- Occupations: Film producer, journalist
- Years active: 2010–present
- Known for: Arrest by Turkish government
- Notable work: Human Flow
- Spouse: Murat Utku ​(m. 2004)​

= Çiğdem Mater =

Turkish film producer and journalist

Çiğdem Mater is a Turkish film producer and journalist. She was one of 13 civil society figures arrested in November 2018 by the Turkish government in connection to the crackdown against people and organisations connected to philanthropist Osman Kavala and the 2013 Gezi Park protests.

Mater acted as producer on Ai Weiwei's 2017 documentary Human Flow, as well as Turkish films Majority, Sivas and Toz Bezi.

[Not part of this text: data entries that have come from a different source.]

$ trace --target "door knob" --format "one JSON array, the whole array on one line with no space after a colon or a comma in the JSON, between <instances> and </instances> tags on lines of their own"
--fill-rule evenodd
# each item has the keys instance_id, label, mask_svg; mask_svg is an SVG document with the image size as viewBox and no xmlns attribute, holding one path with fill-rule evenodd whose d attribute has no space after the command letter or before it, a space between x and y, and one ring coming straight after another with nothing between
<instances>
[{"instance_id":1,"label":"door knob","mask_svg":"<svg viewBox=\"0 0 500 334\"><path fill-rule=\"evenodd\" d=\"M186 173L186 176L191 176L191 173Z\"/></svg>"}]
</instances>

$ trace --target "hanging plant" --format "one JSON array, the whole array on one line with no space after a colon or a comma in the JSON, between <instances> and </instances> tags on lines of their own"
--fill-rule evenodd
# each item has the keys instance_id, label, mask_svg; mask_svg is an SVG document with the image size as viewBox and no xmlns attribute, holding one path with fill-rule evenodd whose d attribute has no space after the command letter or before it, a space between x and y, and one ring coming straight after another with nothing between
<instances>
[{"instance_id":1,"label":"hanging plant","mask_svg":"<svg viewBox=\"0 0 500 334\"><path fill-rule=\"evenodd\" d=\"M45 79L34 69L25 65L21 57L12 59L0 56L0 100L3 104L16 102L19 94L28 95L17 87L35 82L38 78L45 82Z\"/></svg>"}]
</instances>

In November 2018, Mater was one of 13 civil society activists, most connected with the philanthropic organisation Anadolu Kultur, who were detained by police in connection to the investigation to jailed philanthropist Osman Kavala. Amnesty International's Andrew Gardner commented on the arrests that,

"This latest wave of detentions of academics and activists, on the basis of absurd allegations, shows that the authorities are intent on continuing their brutal crackdown of independent civil society".

The Turkish government alleges that those involved in the protests sought to overthrow the government of then Prime Minister, now President Recep Tayyip Erdoğan. Pro-government Turkish newspaper Daily Sabah reported that the activists had been arrested for "creating chaos with the ultimate intent to overthrow the government."

The Globe Post noted that Mater had acted as a 'consultant' to Anadolu Kultur.